I firmly believe that there are HUGE differences between our beliefs and what REALITY really shows.
I am not just talking about the differences between our "ideal world" and "reality". (Example: In the ideal world, everybody will eventually see what a wonderful guy you are. In the real world, nobody really cares.) I am talking about how our PERSONAL BELIEFS and OPINIONS may NOT actually reflect reality.
When I started getting into this dating game, I interviewed a lot of female friends and asked them what they want.
Oh boy. What a mistake.
The typical answers were answers such as...
"Somebody nice."
"Somebody funny."
"A guy who is not a pig."
"A guy who will be good to me."
So there I was, a guy who was trying to be "nice", "funny", "not a pig", and "good to women."
And guess what? I was every girl's best friend, but not their boyfriend.
It took me a good year to figure out that there is a HUGE difference between what women SAY they want and what they REALLY want.
Just because a woman "thinks" she prefers dark-haired, well-built man doesn't mean she won't respond to a blond-haired man with a KILLER PERSONALITY.
Just because a woman "says" she'd never kiss a guy on a first date doesn't mean she won't ever do it.
Just because a woman "says" she wants a nice, funny guy who's "not a pig" doesn't mean she will start dating her best friend.
Interesting concept, eh? Well, guess what? It works the "other way" too.
When you think, "Women are only attracted to jerks and that's why I never get laid", it may not reflect reality.
When you think, "I will never get laid because I am ugly", you're stopping yourself from success because you're neglecting the fact that women also care about your dating skills and personality. (In the real world, women care about the CUMULATIVE SCORE)
When you think, "My best friend gets laid a lot because he is an athlete," it doesn't really help you because the REALITY may be that your best friend is really just a VERY GOOD FLIRT.
In short, your own opinion of what "should" or "shouldn't" work could SEVERELY mess up your love life.

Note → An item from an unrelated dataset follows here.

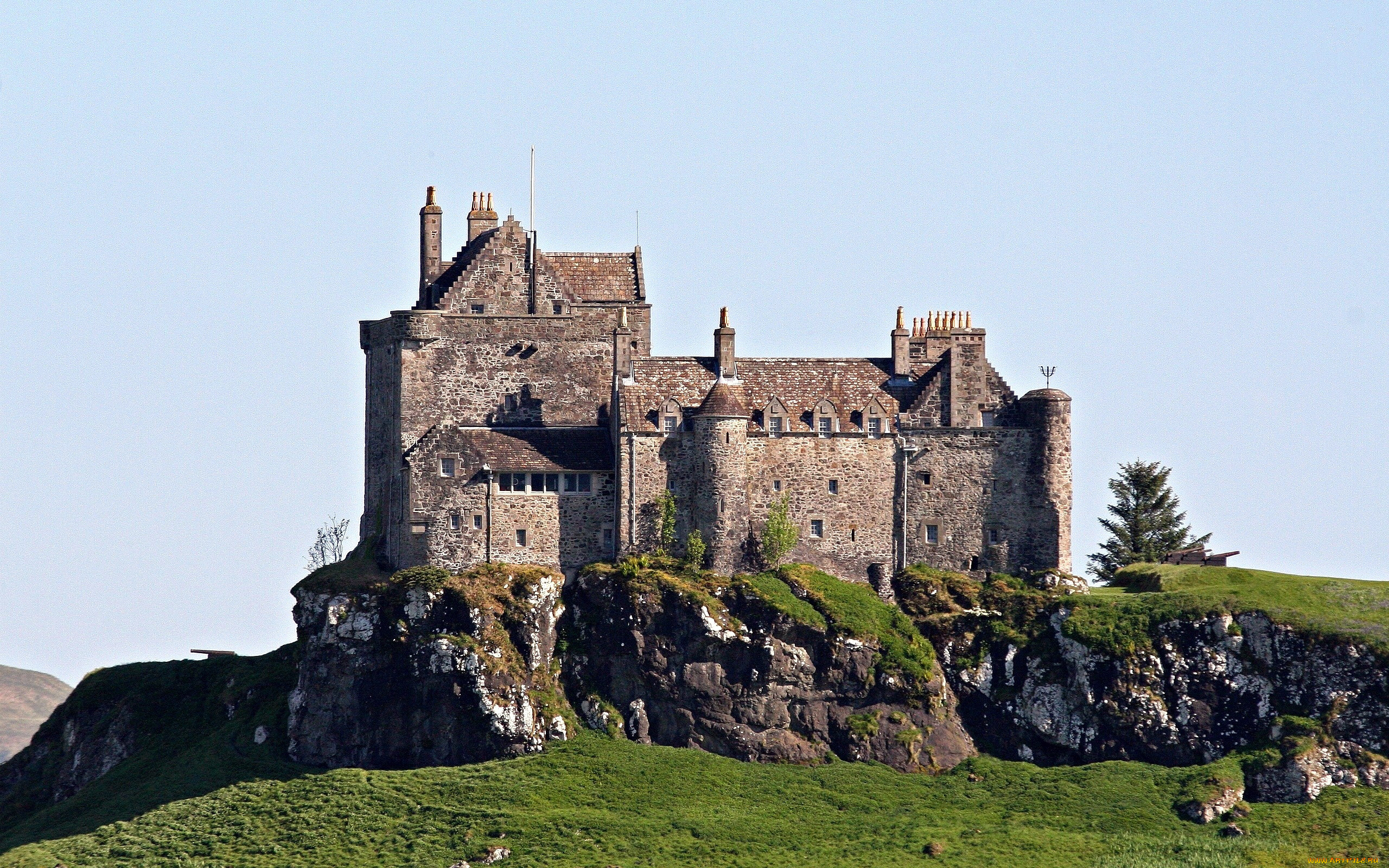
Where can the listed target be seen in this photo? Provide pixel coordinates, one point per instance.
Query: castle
(516, 414)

This is what I mean when I say I have based my Smart Dating Course on "reality" instead of on opinions and theory. Instead of thinking, "Hmm. I think women prefer jerks because that's what everybody says," I went out and OBSERVED people. I OBSERVED how the best "players" in the fields got women, and I tried to duplicate their success by imitating what they were doing - until I knew enough to compile everything into my own "model" which eventually became the Smart Dating system.
It took me a few years of time to finally "get it", and to have total confidence that I could go out and meet women, anywhere, anytime. But if I hadn't started observing REALITY instead of relying on my own opinions and old beliefs, I would probably still be a "shy" guy today.
I am not kidding. Take a look around you and look at how many men there are out there that are in their 30's or 40's and are still very unsuccessful with women. These guys never "got it". I am glad I did. And you should be glad you're going to get it too.
Here's the exercise for today. I want you to think of a guy you know who's VERY good with women. I want you to write down TEN things about him that you think are getting him women. Then look for the thing that is easiest for you to imitate and start doing it RIGHT AWAY. Model his success!